The beleaguered Kenya Airways is currently facing more and more challenges as trading in shares has been suspended for another year.
The East African airline’s plight has been publicised on Wednesday by the local stock exchange which said Wednesday.
This comes after the troubled national carrier battles to return to profitability and just last month, Kenyan President William Ruto said the government was ready to sell its entire stake in the airline.
As things stand, the Kenyan government owns a 48.9 percent stake in Kenya Airways, while Air France-KLM has 7.8 percent.
Kenya Airways has been languishing deep in the red for years and its shares have been suspended since July 2020, in the midst of the devastating Covid-19 pandemic that hit global air travel.
“The extension of suspension seeks to enable the company (to) complete it’s operational and corporate restructure process,” the Nairobi Securities Exchange said in a statement.
“I’m willing to sell the whole of Kenya Airways,” Ruto told Bloomberg News last month during his first visit to the United States as Kenyan president.
“I’m not in the business of running an airline that just has a Kenyan flag, that’s not my business.”
The airline’s struggles are well documented and they were exacerbated in November when pilots staged a days-long strike that led to hundreds of flight cancellations and thousands of passengers stranded.
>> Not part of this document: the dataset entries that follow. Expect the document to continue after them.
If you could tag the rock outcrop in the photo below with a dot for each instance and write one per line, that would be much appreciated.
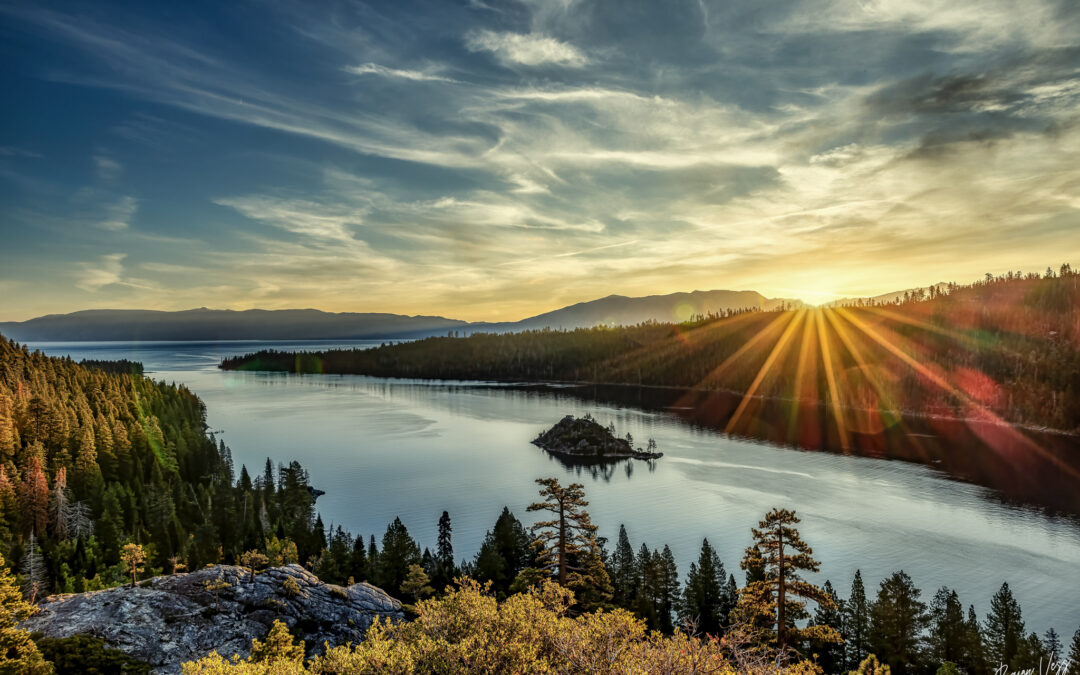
(172, 619)
(584, 441)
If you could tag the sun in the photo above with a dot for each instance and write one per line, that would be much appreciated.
(814, 294)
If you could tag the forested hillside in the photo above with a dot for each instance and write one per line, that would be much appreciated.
(1004, 348)
(93, 459)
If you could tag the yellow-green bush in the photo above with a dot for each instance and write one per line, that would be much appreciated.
(467, 631)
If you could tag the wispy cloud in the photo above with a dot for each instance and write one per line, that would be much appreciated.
(473, 160)
(118, 216)
(107, 167)
(108, 270)
(526, 49)
(416, 76)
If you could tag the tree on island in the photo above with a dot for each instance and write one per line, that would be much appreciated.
(566, 544)
(772, 604)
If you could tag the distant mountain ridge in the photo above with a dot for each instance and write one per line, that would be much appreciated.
(616, 310)
(216, 324)
(311, 324)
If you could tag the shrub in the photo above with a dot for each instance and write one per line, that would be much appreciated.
(84, 653)
(291, 588)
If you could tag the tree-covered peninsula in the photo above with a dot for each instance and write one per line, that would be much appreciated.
(1002, 349)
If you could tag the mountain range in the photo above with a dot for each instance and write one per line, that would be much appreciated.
(311, 324)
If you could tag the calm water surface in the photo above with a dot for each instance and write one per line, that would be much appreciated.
(382, 448)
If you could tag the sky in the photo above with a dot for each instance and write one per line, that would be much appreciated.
(489, 160)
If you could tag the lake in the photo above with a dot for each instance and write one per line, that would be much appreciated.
(382, 448)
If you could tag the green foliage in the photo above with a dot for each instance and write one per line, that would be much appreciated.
(469, 632)
(93, 458)
(17, 651)
(947, 669)
(1075, 655)
(416, 583)
(871, 665)
(291, 588)
(86, 655)
(278, 646)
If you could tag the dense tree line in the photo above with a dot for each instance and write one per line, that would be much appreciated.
(772, 609)
(1006, 347)
(94, 458)
(763, 620)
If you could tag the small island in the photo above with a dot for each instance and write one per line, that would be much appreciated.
(585, 440)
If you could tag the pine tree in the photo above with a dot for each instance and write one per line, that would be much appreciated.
(703, 593)
(1053, 644)
(856, 623)
(646, 593)
(34, 497)
(1003, 629)
(669, 598)
(505, 551)
(898, 619)
(444, 554)
(948, 632)
(134, 557)
(567, 543)
(278, 647)
(358, 562)
(35, 577)
(416, 583)
(253, 561)
(623, 570)
(399, 551)
(829, 653)
(773, 602)
(17, 651)
(974, 657)
(1075, 655)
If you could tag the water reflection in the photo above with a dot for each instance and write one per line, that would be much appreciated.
(387, 448)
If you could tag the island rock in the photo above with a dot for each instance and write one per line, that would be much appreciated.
(584, 440)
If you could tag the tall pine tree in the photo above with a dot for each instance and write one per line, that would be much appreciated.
(778, 601)
(898, 619)
(856, 623)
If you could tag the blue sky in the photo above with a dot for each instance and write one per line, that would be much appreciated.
(493, 160)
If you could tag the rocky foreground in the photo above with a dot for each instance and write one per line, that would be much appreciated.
(172, 619)
(583, 440)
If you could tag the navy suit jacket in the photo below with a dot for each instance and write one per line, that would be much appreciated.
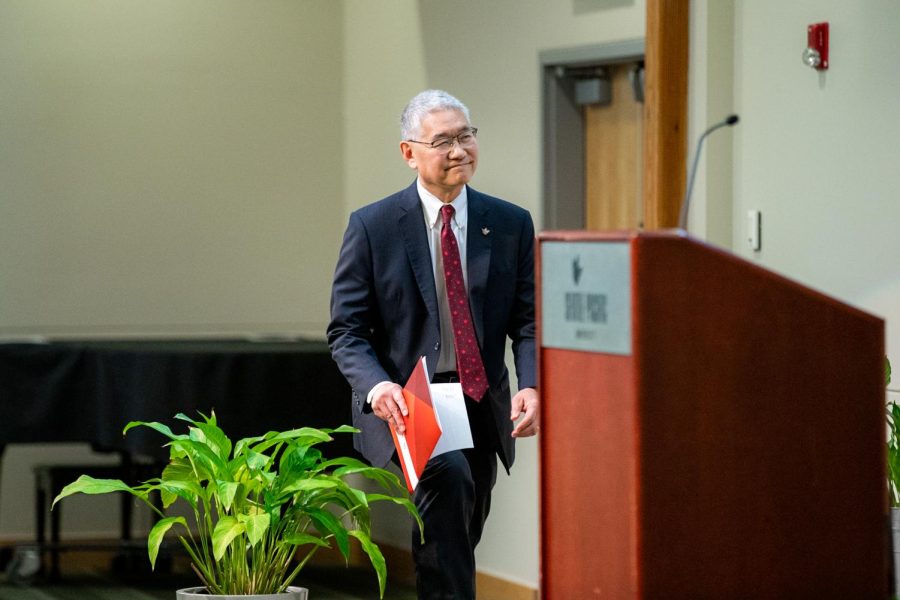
(384, 310)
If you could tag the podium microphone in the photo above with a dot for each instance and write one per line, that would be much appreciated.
(682, 219)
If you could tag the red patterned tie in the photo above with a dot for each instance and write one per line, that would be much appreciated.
(468, 357)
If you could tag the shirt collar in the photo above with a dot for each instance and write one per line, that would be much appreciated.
(432, 206)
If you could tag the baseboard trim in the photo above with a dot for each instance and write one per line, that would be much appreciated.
(399, 561)
(490, 587)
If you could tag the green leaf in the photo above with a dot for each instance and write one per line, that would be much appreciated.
(326, 522)
(256, 526)
(227, 529)
(375, 555)
(88, 485)
(226, 491)
(300, 539)
(305, 485)
(157, 533)
(405, 503)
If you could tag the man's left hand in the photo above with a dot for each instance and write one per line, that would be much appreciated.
(525, 405)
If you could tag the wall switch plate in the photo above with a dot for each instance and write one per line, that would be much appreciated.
(754, 230)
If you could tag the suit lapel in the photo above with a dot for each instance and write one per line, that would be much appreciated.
(478, 256)
(412, 229)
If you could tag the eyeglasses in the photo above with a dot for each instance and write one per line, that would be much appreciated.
(465, 138)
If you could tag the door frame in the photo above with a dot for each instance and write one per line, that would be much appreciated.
(665, 55)
(563, 127)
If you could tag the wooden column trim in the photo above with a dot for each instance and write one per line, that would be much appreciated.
(665, 111)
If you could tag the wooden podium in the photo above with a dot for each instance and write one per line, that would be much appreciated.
(709, 429)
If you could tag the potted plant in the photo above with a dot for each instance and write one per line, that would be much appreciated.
(254, 503)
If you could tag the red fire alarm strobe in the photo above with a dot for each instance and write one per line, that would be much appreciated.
(816, 53)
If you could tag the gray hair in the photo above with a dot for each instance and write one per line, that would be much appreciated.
(421, 105)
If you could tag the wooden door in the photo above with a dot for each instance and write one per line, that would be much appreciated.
(613, 157)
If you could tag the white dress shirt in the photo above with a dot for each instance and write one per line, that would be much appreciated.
(431, 207)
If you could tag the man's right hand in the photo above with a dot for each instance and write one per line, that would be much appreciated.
(389, 405)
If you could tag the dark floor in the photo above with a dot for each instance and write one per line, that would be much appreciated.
(92, 583)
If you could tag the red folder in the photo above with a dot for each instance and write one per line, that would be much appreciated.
(422, 429)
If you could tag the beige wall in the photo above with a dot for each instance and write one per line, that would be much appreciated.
(167, 153)
(815, 152)
(168, 166)
(188, 168)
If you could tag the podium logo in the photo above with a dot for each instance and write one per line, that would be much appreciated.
(576, 269)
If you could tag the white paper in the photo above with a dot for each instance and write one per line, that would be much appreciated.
(450, 410)
(406, 457)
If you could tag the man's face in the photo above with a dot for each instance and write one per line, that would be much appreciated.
(443, 171)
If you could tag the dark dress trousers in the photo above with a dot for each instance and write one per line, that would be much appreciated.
(384, 317)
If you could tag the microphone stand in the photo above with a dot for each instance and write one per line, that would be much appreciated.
(685, 204)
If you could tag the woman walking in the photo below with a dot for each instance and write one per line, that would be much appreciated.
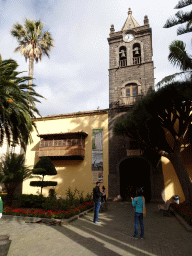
(139, 207)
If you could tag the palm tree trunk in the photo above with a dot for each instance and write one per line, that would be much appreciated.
(183, 176)
(31, 66)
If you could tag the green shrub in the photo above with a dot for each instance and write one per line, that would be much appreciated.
(30, 201)
(56, 204)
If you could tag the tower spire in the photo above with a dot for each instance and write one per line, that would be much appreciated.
(130, 21)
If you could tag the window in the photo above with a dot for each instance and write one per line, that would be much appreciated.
(131, 93)
(136, 54)
(122, 56)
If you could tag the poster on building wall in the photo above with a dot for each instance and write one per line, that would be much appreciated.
(97, 155)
News24 reports that Kenya Airways shares were first suspended in 2020 as lawmakers were considering a plan — since dropped — for the state to take full ownership of the carrier.
“The airline, whose slogan is “The Pride of Africa”, was founded in 1977 following the demise of East African Airways and now flies more than four million passengers to 42 destinations annually,” it reported.
“But it not made a profit since 2012, and the government has pumped in millions of dollars to keep it afloat.”
Last month, in announcing a new $447 million loan for Kenya under a 38-month aid programme, the International Monetary Fund called for progress on structural reforms in the East African country.
The IMF highlighted that “addressing vulnerabilities” at Kenya Airways as well as the majority state-owned utility Kenya Power was “urgent”.
In August, the airline reported a staggering $81.5 million half-year loss citing high fuel costs, though this was a marked improvement on the $94.6 million loss in the period the year before.